My Favourite notes from the book : How to Win Friends and Influence People by Dale Carnegie
- Learning is an active process. We learn by doing.
- By criticising, we do not make lasting changes and often incur resentment.
- Any fool can criticise, condemn and complain – and most fools do. But it takes character and self-control to be understanding and forgiving. ‘A great man shows his greatness,’ said Carlyle, ‘by the way he treats little men.’
- Everything you and I do springs from two motives: the sex urge and the desire to be great.
- We often take our spouses so much for granted that we never let them know we appreciate them.
- The difference between appreciation and flattery? That is simple. One is sincere and the other insincere. One comes from the heart out; the other from the teeth out. One is unselfish; the other selfish. One is universally admired; the other universally condemned.
- Don’t be afraid of enemies who attack you. Be afraid of the friends who flatter you.
- Flattery is telling the other person precisely what he thinks about himself.
- One of the most neglected virtues of our daily existence is appreciation. Somehow, we neglect to praise our son or daughter when he or she brings home a good report card, and we fail to encourage our children when they first succeed in baking a cake or building a birdhouse. Nothing pleases children more than this kind of parental interest and approval.
- The next time you enjoy filet mignon at the club, send word to the chef that it was excellently prepared. Appreciate others effort often.
- Try leaving a friendly trail of little sparks of gratitude on your daily trips. You will be surprised how they will set small flames of friendship that will be rose beacons on your next visit.
- Only way on earth to influence other people is to talk about what they want and show them how to get it.
- Every act you have ever performed since the day you were born was performed because you wanted something.
- If there is any one secret of success, said Henry Ford, it lies in the ability to get the other person’s point of view and see things from that person’s angle as well as from your own.
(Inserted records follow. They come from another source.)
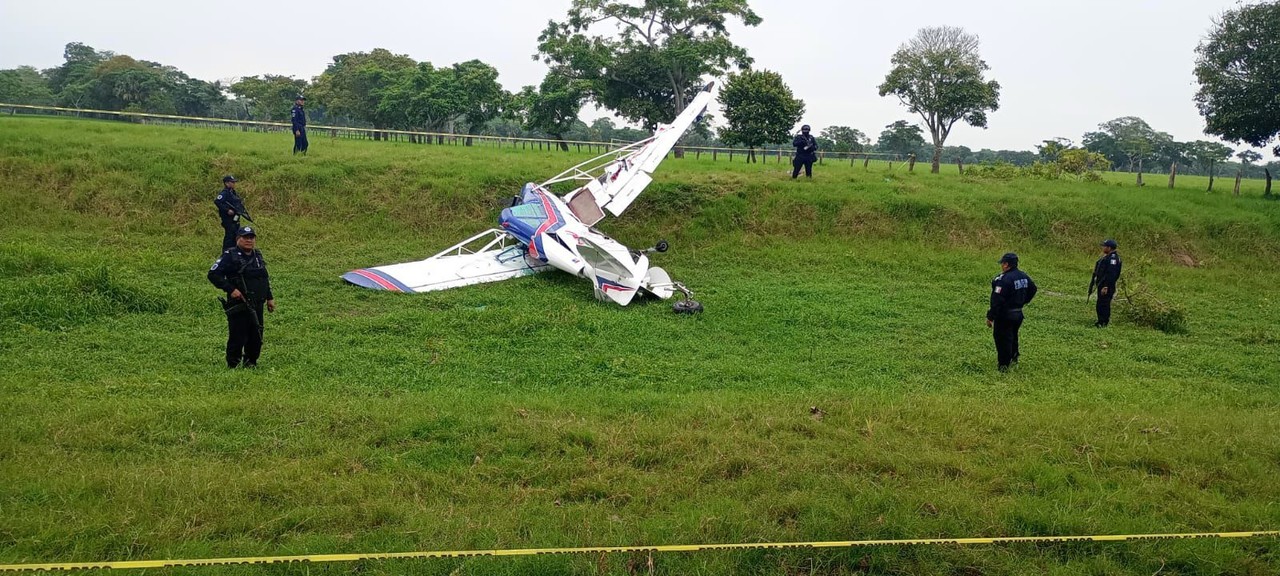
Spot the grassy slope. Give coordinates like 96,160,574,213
2,116,1279,575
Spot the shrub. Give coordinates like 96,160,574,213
1121,293,1188,334
1116,257,1188,334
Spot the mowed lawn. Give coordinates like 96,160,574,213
2,116,1279,575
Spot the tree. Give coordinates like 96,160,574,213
1186,140,1234,191
1094,117,1155,172
1035,138,1073,162
878,26,1001,173
1238,149,1263,167
536,0,761,131
717,70,804,162
87,55,173,112
311,49,417,131
875,120,925,158
1194,1,1280,157
230,75,308,121
44,42,111,107
819,126,868,153
513,73,590,150
0,66,54,105
448,60,509,143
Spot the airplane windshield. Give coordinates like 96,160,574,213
508,203,547,224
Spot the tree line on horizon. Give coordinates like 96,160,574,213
1,0,1276,184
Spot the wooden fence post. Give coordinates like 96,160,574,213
1168,163,1177,189
1266,168,1273,198
956,158,964,175
1234,170,1242,196
908,154,916,173
863,155,870,169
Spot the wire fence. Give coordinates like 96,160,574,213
0,102,912,166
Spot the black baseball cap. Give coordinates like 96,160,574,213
295,95,306,100
223,175,237,183
1101,239,1118,248
236,226,256,237
998,252,1019,265
801,124,811,131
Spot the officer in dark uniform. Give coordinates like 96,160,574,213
1090,239,1122,327
291,95,308,155
791,124,817,178
213,175,251,251
987,252,1038,371
208,226,276,368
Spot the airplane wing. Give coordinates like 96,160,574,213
342,229,550,292
542,82,718,226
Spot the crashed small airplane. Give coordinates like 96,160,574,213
342,82,716,313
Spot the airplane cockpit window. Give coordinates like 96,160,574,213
508,203,547,224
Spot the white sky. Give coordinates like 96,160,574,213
0,0,1258,152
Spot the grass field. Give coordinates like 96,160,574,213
2,115,1280,575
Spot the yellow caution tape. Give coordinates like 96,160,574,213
1,531,1275,572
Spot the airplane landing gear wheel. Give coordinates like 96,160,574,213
673,299,703,314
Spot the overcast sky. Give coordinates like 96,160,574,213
0,0,1256,152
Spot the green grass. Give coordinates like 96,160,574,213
2,115,1280,575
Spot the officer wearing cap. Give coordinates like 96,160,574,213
987,252,1038,371
291,95,308,155
792,124,818,178
208,226,276,368
214,175,251,251
1090,239,1122,327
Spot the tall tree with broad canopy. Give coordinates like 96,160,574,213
513,73,591,150
230,75,308,121
450,60,508,141
717,69,804,162
878,26,1000,173
820,126,868,153
1083,117,1175,175
0,66,54,105
44,42,111,107
310,49,417,131
876,120,925,158
1186,140,1234,191
536,0,761,132
1194,1,1280,157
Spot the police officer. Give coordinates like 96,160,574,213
987,252,1038,372
208,226,276,368
791,124,817,178
291,95,308,155
1091,239,1122,327
214,175,251,251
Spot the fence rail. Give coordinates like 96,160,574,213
0,103,910,165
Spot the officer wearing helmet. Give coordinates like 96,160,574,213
792,124,818,178
208,226,276,368
1090,239,1122,327
214,175,252,251
987,252,1038,371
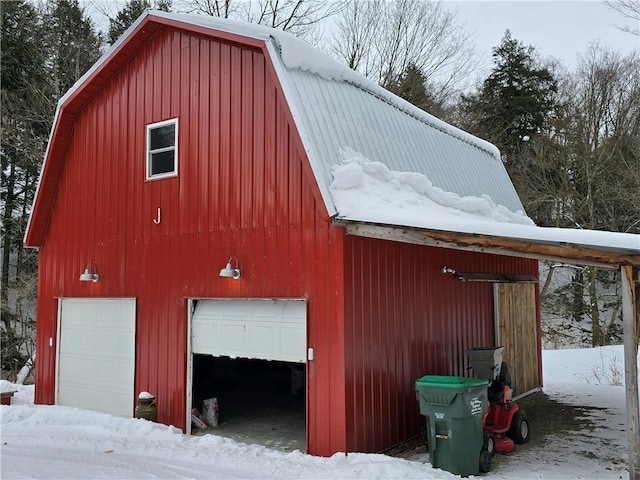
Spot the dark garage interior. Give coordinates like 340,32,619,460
191,355,306,452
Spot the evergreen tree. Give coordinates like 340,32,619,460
42,0,104,97
1,0,49,378
108,0,171,45
462,30,558,167
385,63,447,119
1,0,103,380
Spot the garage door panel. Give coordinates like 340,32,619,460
221,324,245,350
61,327,94,354
58,299,136,417
58,355,87,382
280,327,306,356
98,391,115,412
61,384,91,407
247,326,277,352
192,299,306,362
97,359,121,384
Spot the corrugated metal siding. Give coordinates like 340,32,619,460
343,236,539,453
33,28,346,456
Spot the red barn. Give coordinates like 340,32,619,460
25,12,543,456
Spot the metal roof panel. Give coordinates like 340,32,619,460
278,68,525,214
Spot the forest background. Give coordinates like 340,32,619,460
2,0,639,381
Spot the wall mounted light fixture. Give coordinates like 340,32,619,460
219,257,241,280
79,264,100,283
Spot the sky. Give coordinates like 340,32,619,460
0,345,631,479
85,0,639,75
448,0,639,73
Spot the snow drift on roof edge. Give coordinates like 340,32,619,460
330,148,533,226
331,149,640,254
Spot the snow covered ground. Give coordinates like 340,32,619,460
1,346,633,479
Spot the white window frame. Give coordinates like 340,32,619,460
146,118,178,180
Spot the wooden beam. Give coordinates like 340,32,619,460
344,222,640,268
623,266,640,480
452,272,538,283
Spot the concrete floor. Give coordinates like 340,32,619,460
193,391,306,452
191,357,306,453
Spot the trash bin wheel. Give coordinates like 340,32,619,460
479,450,493,473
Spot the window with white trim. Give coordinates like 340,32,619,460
146,118,178,179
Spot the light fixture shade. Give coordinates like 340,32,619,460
219,262,240,280
79,267,99,282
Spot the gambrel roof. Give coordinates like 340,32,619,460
24,11,639,267
24,10,523,246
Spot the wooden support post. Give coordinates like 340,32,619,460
623,265,640,480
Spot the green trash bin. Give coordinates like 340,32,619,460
415,375,489,477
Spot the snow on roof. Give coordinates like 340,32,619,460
331,148,532,224
330,150,640,256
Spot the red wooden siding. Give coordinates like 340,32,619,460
33,27,346,456
343,236,539,453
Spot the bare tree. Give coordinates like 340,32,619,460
606,0,640,35
2,0,103,381
569,46,640,233
184,0,344,43
245,0,337,31
331,0,477,101
553,46,640,346
331,0,381,74
188,0,237,17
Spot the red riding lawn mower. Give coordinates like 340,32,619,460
466,347,530,472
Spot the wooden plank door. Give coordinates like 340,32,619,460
496,283,539,398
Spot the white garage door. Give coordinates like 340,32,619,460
57,298,136,417
192,299,306,363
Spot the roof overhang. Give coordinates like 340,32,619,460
342,220,640,269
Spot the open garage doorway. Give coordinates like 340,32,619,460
187,299,307,452
190,355,306,452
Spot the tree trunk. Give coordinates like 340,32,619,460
588,267,603,346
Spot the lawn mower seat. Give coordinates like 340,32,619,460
498,361,511,386
488,361,512,403
488,380,506,402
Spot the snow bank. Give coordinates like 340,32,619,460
1,379,16,393
0,380,32,405
1,404,452,479
543,344,627,386
1,346,633,479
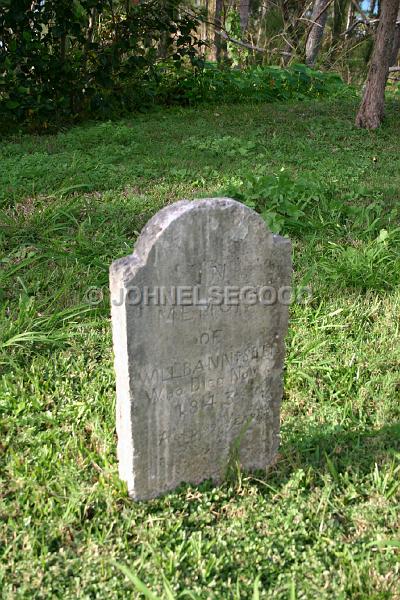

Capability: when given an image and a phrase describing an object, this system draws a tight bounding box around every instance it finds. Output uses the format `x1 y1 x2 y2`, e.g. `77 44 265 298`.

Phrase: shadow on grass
167 422 400 503
275 421 399 475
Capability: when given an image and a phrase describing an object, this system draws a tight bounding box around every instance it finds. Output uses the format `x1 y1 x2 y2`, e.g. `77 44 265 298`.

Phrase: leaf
261 210 284 234
367 539 400 549
376 229 388 243
5 100 20 110
112 562 160 599
252 576 261 600
324 452 339 482
162 575 176 600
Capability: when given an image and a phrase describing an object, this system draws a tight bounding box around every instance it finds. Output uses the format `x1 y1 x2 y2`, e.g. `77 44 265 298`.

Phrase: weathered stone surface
110 198 291 500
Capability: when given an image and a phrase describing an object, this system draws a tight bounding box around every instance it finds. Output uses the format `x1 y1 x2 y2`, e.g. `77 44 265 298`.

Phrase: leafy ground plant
0 96 399 599
157 63 353 107
223 169 310 233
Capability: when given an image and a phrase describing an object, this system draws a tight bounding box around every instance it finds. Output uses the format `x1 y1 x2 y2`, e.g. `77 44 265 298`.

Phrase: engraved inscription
110 198 291 500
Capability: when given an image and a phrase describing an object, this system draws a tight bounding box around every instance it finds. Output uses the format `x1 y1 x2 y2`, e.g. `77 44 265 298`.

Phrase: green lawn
1 97 399 599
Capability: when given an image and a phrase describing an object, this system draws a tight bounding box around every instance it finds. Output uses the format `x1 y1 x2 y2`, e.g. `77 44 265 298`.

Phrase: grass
1 96 399 599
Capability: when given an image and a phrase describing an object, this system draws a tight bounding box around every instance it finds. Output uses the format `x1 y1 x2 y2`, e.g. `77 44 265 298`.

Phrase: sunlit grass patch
0 97 399 599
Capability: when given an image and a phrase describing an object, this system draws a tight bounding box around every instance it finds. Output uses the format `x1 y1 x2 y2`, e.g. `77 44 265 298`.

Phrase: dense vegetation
1 1 399 130
1 96 399 598
0 0 201 129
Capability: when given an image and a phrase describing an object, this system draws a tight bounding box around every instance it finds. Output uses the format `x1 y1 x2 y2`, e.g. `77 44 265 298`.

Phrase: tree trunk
356 0 400 129
158 0 174 59
256 1 267 48
200 0 208 45
345 1 355 38
333 0 350 40
238 0 250 32
306 0 331 66
390 8 400 65
214 0 224 63
279 0 309 65
87 8 97 42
- Did you ever stop to think that a dog is the only animal that doesn’t have to work for a living? A hen has to lay eggs, a cow has to give milk, and a canary has to sing. But a dog makes his living by giving you nothing but love.
- You can make more friends in two months by becoming genuinely interested in other people than you can in two years by trying to get other people interested in you.
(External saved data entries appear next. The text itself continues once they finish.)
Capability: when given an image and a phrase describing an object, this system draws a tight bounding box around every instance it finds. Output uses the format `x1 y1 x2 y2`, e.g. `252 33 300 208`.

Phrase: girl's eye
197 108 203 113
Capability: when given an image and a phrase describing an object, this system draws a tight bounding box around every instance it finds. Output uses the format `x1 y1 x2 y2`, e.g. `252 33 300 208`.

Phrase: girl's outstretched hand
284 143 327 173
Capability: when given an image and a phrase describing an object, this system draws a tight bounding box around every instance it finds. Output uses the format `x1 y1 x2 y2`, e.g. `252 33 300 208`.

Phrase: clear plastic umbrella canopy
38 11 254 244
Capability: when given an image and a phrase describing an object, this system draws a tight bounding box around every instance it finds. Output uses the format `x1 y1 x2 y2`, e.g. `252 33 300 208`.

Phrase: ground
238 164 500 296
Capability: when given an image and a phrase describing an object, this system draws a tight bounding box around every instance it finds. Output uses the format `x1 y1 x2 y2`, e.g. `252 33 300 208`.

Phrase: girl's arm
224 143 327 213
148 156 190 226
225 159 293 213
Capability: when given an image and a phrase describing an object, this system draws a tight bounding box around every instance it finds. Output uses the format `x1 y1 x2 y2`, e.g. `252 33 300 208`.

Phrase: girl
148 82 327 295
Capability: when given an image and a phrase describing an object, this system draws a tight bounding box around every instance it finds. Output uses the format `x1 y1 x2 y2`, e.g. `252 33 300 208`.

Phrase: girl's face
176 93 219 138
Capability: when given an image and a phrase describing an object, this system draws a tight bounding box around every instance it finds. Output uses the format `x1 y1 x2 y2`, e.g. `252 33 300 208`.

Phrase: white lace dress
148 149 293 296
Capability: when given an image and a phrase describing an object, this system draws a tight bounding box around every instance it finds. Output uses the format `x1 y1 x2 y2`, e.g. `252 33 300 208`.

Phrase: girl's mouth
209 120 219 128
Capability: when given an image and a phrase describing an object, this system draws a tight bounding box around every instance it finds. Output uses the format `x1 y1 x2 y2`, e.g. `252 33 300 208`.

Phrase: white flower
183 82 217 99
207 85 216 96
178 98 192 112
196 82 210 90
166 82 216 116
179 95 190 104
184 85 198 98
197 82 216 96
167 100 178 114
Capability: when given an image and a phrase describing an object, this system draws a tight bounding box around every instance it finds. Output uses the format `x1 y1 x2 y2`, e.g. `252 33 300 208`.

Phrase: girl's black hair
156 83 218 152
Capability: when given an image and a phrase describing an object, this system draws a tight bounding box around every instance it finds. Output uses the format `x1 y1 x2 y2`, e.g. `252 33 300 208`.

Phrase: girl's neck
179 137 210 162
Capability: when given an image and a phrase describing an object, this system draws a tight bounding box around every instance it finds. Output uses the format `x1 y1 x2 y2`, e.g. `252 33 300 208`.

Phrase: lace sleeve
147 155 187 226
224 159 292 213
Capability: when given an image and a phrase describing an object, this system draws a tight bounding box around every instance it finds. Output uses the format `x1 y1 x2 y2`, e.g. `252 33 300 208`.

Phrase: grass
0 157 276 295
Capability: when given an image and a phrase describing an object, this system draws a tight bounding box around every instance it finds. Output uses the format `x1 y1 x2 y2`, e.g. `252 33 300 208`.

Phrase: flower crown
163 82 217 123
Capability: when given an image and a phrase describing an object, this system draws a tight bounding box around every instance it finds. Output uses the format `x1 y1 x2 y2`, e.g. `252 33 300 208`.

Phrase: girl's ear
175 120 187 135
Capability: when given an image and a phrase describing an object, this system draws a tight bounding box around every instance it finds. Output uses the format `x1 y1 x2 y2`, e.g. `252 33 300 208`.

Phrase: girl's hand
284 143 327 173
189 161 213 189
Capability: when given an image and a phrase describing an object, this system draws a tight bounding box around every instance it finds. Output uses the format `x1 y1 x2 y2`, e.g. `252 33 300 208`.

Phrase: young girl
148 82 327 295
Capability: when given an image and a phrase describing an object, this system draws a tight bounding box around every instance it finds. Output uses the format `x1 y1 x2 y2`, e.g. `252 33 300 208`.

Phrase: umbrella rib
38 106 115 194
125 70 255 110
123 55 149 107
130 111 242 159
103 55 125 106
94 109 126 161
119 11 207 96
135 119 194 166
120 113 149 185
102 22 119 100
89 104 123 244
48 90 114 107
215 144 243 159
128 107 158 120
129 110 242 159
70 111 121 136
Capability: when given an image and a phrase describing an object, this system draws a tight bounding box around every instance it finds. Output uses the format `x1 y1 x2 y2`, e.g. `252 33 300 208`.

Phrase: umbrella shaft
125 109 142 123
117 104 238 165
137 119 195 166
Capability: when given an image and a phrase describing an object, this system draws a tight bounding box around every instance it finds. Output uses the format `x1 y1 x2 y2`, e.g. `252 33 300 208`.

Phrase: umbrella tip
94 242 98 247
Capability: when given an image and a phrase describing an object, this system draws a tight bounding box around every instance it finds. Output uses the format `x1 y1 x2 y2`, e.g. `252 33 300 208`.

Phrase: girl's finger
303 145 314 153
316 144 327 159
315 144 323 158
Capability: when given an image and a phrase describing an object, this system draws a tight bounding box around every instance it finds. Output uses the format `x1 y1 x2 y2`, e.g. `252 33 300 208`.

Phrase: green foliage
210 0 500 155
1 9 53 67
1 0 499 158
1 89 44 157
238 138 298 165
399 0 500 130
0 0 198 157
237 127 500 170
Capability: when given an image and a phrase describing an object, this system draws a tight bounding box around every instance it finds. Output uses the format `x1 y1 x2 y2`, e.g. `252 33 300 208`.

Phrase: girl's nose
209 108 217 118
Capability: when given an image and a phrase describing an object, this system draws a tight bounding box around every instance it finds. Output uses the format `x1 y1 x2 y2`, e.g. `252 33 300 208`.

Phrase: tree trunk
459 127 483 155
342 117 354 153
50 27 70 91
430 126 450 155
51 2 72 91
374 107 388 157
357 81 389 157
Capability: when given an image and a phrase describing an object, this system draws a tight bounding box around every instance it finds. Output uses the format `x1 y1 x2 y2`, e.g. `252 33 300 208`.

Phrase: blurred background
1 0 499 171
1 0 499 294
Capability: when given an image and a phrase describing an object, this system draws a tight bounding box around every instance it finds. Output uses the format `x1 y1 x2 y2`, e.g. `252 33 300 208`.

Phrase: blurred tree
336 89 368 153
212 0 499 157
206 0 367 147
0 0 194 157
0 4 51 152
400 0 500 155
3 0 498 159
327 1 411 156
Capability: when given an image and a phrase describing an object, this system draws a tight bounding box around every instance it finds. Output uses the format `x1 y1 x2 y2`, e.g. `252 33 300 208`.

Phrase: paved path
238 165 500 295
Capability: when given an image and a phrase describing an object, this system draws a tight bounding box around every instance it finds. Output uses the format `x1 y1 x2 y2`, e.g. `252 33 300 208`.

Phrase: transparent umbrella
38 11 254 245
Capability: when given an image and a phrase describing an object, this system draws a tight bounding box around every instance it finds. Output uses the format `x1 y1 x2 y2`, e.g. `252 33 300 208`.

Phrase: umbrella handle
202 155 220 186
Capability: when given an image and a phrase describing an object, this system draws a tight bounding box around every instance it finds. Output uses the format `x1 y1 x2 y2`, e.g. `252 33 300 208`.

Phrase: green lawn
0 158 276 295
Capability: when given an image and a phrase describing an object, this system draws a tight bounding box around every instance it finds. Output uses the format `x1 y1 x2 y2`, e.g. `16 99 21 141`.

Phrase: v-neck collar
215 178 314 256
- Showing a genuine interest in others not only wins friends for you, but may develop in its customers a loyalty to your company.
- People who smile, tend to manage, teach and sell more effectively, and to raise happier children.
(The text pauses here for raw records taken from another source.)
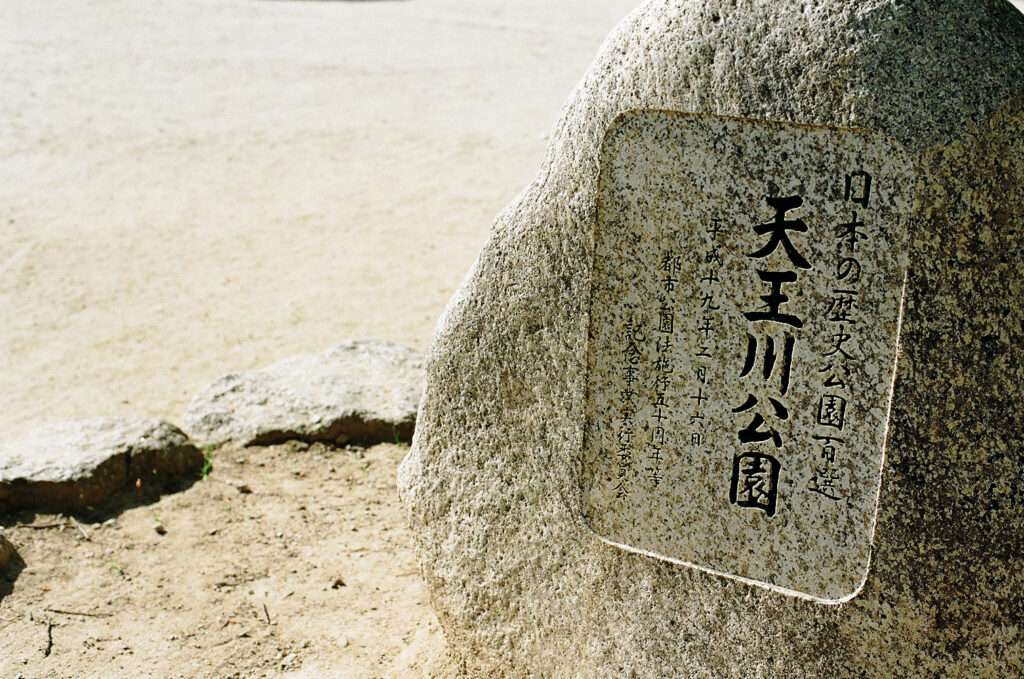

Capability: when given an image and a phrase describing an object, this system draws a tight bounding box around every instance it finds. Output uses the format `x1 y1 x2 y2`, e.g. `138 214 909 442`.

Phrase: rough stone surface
184 339 422 448
0 418 203 515
584 112 914 603
398 1 1024 677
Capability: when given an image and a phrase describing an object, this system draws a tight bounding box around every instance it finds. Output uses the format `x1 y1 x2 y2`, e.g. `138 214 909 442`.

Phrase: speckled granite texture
398 1 1024 676
584 112 914 603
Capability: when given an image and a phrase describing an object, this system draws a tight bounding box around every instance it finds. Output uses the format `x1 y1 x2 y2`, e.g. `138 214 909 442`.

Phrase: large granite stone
0 418 203 515
398 1 1024 677
184 339 422 447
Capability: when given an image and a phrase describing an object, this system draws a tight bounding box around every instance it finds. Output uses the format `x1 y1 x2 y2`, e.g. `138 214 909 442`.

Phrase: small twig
262 604 271 625
44 608 112 618
69 517 91 541
17 522 66 530
44 619 54 657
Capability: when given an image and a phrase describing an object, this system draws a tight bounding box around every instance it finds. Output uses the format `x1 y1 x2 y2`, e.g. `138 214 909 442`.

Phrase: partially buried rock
184 339 422 448
399 1 1024 677
0 418 203 515
0 533 14 569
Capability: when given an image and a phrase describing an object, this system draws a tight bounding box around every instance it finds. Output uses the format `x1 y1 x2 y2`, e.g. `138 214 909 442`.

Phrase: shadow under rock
0 540 25 603
0 473 201 595
0 474 201 529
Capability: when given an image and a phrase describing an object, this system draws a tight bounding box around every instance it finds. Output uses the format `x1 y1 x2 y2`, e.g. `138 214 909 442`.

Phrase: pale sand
2 1 1021 440
1 0 641 439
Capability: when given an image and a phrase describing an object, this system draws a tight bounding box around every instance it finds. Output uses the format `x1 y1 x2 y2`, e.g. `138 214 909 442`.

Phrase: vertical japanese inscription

- You must have a good time meeting people if you expect them to have a good time meeting you.
- A man without a smiling face must not open a shop.
- Remember that a person’s name is to that person the sweetest and most important sound in any language.
- Be a good listener. Encourage others to talk about themselves.
- Always make the other person feel important.
- The desire to be important is the deepest urge in human nature; and William James said: ‘The deepest principle in human nature is the craving to be appreciated.
- Do unto others as you would have others do unto you.
- If you argue and rankle and contradict, you may achieve a victory sometimes; but it will be an empty victory because you will never get your opponent’s good will.
- Buddha said: ‘Hatred is never ended by hatred but by love,’ and a misunderstanding is never ended by a argument but by tact, diplomacy, conciliation and a sympathetic desire to see the other person’s viewpoint.
- The only way to get the best of an argument is to avoid it.
- Show respect for the other person’s opinions. Never say, ‘You’re wrong.’
- If you are wrong, admit it quickly and emphatically.